Вернувшись с ипподрома в отель в Ницце, мы переоделись к обеду, и Фабиан позвонил в Париж и в Кентукки. Из Парижа сообщили, что съемки и монтаж «Спящего принца» сегодня уже закончены. Вчера представителям киноагентств Западной Германии и Японии был показан еще полностью не смонтированный фильм, и уже получены от них солидные заказы.
– Заказов вполне достаточно, – с удовлетворением объявил нам Фабиан, – чтобы покрыть наши вложения. А впереди еще много других стран. Надин в экстазе. Она даже намеревается ставить совершенно чистую, целомудренную картину.
К этому Фабиан затем добавил, что, как он заодно узнал, цена на золото поднялась в этот день на пять пунктов.
На его друга в Кентукки победа Полночной Мечты произвела большое впечатление, но он все же решил посоветоваться со своим компаньоном, прежде чем сделать определенное предложение. Обещал позвонить сегодня же вечером.
Шампанское, прелестный вид, победа нашего жеребца, скачок цены золота, новости Надин, общество сияющей Лили во всей красе – все это настраивало на благодушный лад.
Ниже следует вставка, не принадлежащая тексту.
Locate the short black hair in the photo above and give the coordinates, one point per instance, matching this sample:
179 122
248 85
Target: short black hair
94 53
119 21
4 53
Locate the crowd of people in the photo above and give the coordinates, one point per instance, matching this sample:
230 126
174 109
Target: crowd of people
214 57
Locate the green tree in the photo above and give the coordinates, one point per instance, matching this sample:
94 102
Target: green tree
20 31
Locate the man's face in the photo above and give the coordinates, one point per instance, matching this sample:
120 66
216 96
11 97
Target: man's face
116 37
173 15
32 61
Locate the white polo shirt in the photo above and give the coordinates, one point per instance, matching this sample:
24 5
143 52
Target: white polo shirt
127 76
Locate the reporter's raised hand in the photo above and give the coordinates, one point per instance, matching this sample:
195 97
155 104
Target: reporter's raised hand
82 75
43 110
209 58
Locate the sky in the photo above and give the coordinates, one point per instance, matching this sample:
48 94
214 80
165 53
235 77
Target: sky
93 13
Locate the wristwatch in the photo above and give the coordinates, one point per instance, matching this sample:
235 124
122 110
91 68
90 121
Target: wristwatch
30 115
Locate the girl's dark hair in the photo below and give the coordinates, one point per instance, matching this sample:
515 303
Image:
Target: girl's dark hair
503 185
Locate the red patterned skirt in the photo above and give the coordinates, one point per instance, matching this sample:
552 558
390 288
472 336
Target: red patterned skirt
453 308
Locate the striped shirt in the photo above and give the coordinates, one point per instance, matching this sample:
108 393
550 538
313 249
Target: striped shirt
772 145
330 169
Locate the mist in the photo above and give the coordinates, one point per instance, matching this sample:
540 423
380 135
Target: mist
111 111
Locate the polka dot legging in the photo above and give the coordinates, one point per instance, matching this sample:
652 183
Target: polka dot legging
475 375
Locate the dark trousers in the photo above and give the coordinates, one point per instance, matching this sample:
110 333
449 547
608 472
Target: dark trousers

Я ощущал в себе любовь ко всему и особое расположение к человеку, похитившему мой чемодан в аэропорту Цюриха. В конце концов, граница между врагами и союзниками довольно зыбкая, решил я.
С другой стороны, не приди наш конь первым, я бы мог сбросить Фабиана с ближайшего утеса. Но скакун не подкачал, и я любовно посматривал на красивую физиономию с усами.
– Вы упомянули о цене? – спросил я.
– Назвал что-то около пятидесяти.
– Пятидесяти чего?
– Тысяч долларов, конечно, – ответил Фабиан с некоторым раздражением от моей непонятливости.
– Не слишком ли это много за лошадь, которая стоила шесть тысяч? Мы можем отпугнуть покупателя.
– Должен признаться, Дуглас, – сказал Фабиан, со вкусом, неторопливо потягивая шампанское, – что за нашу лошадку я на самом деле уплатил не шесть, а пятнадцать тысяч.
– Но вы же говорили…
– Да, говорил. Видите ли, мне тогда не хотелось раздражать вас. Если вы не верите, могу предъявить оплаченный счет.
– Не надо. Я уже больше не сомневаюсь в вас, – заверил я, и это было почти правдой. – Но все же не следует ли вам заодно признаться и насчет фильма?
– Честное слово, нет. – Фабиан поднял свой бокал. – Давайте пока что выпьем за нашу Полночную Мечту.
Мы весело чокнулись зазвеневшими бокалами. Я сказал Фабиану, что со страхом и даже с ненавистью следил за нашей лошадкой, когда в числе отстающих она выходила на последнюю прямую. Но затем вдруг у самого финиша она вырвалась вперед.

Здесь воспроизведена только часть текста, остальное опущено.